Algeria's energy earnings are forecast to fall to $26.4 billion next year while foreign exchange reserves will dip to $121 billion after low oil prices cut into the OPEC nation's economy, Finance Minister Abderrahmane Benkhalfa said on Sunday.
The North African state, a major gas supplier to Europe, has already said energy earnings will fall by 50 percent this year to about $34 billion. Oil and gas sales make up 95 percent of its exports and account for 60 percent of the country's budget.
Algeria is considering higher taxes, import duties and a hike in subsidised diesel and electricity prices to help cover its deficit after the slump in crude oil prices eroded its revenues, according to a draft of its 2016 budget.
"We have to be vigilant in the management of our money. We have to control public spending," the minister told the parliament where the draft budget law was presented.

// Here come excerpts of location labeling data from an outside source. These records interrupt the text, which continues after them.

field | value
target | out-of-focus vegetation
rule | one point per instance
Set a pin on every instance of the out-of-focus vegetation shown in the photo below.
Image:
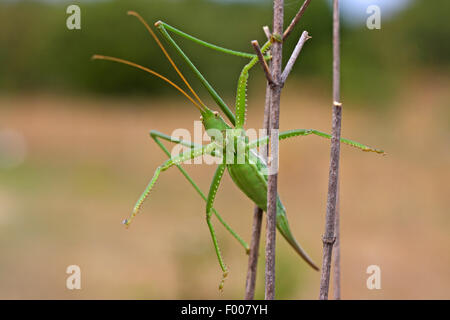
(38, 52)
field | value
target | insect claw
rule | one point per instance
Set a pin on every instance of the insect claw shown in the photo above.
(126, 222)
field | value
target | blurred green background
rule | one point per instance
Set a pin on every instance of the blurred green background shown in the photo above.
(75, 152)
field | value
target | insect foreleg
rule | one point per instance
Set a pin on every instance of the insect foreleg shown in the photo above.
(209, 204)
(158, 135)
(188, 155)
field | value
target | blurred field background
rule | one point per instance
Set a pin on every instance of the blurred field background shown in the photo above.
(75, 152)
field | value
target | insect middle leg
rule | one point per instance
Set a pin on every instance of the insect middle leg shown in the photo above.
(305, 132)
(156, 136)
(173, 161)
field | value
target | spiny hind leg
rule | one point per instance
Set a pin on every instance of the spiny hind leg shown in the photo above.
(156, 136)
(209, 204)
(188, 155)
(305, 132)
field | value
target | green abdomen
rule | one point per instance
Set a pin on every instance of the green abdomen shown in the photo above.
(251, 182)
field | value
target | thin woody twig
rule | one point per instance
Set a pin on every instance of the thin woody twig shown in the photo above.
(262, 62)
(257, 216)
(296, 19)
(298, 48)
(251, 273)
(250, 283)
(337, 253)
(329, 236)
(275, 95)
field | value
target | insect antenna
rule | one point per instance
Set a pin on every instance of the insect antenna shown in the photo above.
(135, 65)
(163, 49)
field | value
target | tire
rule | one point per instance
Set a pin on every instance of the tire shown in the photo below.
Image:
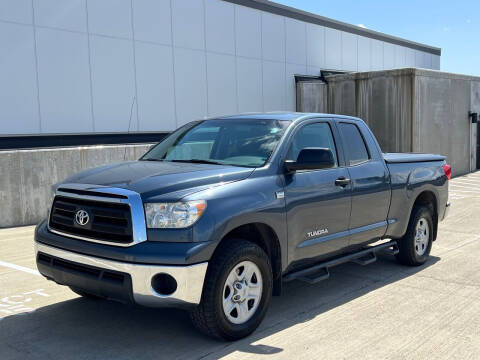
(85, 294)
(414, 247)
(209, 316)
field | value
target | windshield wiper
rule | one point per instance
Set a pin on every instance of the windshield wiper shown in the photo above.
(197, 161)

"We have to mobilise new resources. We have planned a reasonable increase in the prices of fuel and electricity to cover production costs," he said.
Domestic prices for energy products are very low by international standards in Algeria, which analysts say is the main reason behind high consumption rates in the country of 40 million people.
The world oil price slide is testing an economic system that relies on energy revenues to pay for a vast range of social subsidies, from public housing to cheap loans and subsidised fuel, which helped Algeria avoid the kind of "Arab Spring" uprisings that erupted in its North African neighbours.